'Zero History'

William Gibson, Putnam, 2010, 404 pages.

William Gibson’s writing career is an eerie mirror of our dreams of the future, and thus, our present.

His first set of books, kicked off by 1984’s “Neuromancer,” took place deep in the 21st century, a science-fiction exploration of a high-technology, “Blade Runner”-esque society in which he coined the term “cyberspace.” The influence of these early works is hard to overstate; while the Internet did not develop exactly as he imagined, it is arguable that his imaginings of it helped shape its development and how we picture it, even today.

His next set of books were written in the 1990s and set just after the millennium, a dream of a few years in the future that is long gone by for us now, but his most recent books take place, deliberately, just yesterday. It’s as if the future and present have become compacted, and haven’t they? What bold new world do we imagine that technology will bring us 50 years from now? Doesn’t it seem banal to speculate on the future when we have not even made sense of the present? In the now, we are swarmed by black-box technology and invisible waves, codes and systems and secret architectures that only the otaku understand, and that none understand completely. The mysteries of the science-fiction future have exploded sideways in a fractal mushroom cloud of information and wonder, leaving a fine, puzzling, glittering dust over all of us, and it is this glitter that Gibson excavates.

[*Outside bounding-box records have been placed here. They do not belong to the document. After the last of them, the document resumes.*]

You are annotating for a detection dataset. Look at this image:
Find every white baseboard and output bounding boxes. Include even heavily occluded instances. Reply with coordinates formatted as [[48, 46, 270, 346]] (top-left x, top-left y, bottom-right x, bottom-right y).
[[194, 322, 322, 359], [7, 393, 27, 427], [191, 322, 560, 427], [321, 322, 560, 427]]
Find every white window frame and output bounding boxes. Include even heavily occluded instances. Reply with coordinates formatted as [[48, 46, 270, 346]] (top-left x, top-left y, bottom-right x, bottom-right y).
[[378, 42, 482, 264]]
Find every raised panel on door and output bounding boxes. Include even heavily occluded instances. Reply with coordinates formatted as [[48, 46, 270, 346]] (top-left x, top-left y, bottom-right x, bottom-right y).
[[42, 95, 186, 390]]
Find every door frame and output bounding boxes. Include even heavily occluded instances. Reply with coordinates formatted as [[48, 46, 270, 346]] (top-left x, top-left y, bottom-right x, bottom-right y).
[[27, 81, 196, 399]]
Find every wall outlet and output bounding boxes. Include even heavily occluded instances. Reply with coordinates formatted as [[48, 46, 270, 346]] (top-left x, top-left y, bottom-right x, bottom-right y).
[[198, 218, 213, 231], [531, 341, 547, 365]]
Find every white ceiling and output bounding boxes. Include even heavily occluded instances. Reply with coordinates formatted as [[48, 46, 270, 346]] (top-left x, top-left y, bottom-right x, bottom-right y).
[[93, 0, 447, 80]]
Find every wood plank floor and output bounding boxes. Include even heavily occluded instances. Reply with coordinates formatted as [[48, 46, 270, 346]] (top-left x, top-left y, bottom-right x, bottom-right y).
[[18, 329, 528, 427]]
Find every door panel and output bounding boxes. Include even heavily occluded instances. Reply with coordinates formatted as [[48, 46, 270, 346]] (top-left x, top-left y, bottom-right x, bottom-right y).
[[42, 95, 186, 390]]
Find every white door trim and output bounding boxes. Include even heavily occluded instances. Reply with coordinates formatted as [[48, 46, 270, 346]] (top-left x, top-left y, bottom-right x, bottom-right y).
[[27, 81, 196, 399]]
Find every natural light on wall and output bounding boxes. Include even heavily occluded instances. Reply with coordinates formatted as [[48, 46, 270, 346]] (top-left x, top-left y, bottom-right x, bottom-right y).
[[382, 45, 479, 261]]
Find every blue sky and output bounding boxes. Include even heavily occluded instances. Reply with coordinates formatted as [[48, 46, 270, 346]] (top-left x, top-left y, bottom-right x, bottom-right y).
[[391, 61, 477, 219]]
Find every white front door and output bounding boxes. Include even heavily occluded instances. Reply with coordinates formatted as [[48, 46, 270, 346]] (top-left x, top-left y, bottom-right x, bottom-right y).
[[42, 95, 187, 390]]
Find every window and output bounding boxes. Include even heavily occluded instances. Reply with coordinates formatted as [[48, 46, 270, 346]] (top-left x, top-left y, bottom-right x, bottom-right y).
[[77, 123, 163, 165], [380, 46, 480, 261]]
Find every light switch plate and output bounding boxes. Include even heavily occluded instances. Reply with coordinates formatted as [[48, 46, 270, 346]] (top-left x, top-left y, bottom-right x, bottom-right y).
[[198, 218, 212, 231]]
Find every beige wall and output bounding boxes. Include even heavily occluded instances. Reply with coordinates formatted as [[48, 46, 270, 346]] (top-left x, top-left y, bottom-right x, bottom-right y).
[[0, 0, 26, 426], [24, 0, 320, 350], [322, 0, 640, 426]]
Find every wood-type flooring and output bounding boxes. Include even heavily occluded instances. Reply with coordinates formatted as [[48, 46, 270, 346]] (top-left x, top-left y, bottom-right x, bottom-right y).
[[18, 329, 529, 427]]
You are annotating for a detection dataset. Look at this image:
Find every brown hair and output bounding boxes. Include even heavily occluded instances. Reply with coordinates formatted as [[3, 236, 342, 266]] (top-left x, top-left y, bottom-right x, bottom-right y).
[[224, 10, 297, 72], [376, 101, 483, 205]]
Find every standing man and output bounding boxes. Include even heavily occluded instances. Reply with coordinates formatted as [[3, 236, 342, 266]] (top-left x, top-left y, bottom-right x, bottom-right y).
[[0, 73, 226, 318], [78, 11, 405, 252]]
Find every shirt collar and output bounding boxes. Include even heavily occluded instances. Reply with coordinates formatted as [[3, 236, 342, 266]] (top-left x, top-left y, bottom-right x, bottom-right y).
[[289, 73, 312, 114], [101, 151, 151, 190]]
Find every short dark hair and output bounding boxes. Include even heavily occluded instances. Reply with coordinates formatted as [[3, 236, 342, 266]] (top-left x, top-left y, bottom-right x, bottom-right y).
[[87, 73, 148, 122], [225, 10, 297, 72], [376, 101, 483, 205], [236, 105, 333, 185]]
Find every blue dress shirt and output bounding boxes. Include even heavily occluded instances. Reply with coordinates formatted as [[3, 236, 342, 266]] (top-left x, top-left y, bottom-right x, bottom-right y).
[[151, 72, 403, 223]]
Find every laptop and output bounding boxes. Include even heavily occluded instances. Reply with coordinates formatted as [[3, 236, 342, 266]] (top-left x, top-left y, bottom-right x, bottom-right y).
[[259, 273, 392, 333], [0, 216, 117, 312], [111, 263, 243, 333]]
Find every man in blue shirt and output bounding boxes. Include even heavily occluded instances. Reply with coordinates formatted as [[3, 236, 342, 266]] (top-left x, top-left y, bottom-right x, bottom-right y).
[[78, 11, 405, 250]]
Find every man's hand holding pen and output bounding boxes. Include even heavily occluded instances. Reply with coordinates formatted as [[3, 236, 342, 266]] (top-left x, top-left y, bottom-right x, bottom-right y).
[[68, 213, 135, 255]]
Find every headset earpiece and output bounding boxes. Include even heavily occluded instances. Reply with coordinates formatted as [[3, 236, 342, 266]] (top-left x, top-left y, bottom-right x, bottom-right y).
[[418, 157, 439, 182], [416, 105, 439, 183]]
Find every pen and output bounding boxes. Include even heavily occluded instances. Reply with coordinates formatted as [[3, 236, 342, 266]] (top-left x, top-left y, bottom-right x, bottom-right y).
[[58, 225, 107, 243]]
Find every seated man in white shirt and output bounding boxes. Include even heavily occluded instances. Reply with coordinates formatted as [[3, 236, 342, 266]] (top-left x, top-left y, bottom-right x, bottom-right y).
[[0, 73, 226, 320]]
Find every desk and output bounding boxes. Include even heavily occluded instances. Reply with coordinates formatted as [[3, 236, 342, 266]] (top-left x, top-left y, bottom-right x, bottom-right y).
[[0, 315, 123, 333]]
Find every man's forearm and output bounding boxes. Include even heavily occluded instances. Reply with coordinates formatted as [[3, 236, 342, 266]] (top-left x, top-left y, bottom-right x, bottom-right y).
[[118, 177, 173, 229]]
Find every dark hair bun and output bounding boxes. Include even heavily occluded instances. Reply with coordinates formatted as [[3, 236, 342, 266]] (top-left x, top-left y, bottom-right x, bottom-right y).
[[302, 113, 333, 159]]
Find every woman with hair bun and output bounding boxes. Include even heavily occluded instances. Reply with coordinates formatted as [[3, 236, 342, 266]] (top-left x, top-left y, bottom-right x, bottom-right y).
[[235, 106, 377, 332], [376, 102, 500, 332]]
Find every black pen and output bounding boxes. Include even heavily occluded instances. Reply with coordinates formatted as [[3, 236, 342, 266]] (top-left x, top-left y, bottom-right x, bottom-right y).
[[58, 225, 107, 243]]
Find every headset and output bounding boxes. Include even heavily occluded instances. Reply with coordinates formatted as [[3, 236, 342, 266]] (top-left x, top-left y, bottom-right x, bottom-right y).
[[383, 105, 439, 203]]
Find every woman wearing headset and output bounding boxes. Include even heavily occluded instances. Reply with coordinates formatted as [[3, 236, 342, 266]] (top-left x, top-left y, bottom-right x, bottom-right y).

“Zero History” sees the return of a number of characters from recent Gibson books: Hollis Henry, the Aimee Mann-esque rock star turned writer who is drawn into the world of Hubertus Bigend, a wealthy Dutch marketing magnate and seeker of hidden things. Back also is Milgrim, once a junkie, now a person so clean and new he’s like a Martian on 21st century Earth. All are drawn toward each other by invisible patterns in a post-economic collapse global economy, and spend a great deal of time doing things with their iPhones.

“Zero History” is the least science-fictiony of all Gibson’s books, yet somehow it shares the same soul as all his work. The mystery that launches the story is that of a “secret brand,” a line of clothing referred to as “Gabriel Hounds” with global reach but no marketing. Not guerilla marketing, but no marketing at all—the absence of promotion or concern for success, barely even a logo, just the sheer magical appeal of something well made that comes from outside the system, an anti-brand. The search for and exploration of this anti-brand is not only a look at how we value objects in our culture, but it also makes one really want a new pair of pants.

Maybe William Gibson was never actually a science fiction writer, at all. Maybe he was only ever an author fascinated by culture, and one of the few to understand just how deeply our culture is defined by technology. Now that we live just ahead of the curve of the possible, trying constantly to understand what just happened to us, his fiction shines a unique light on who we are.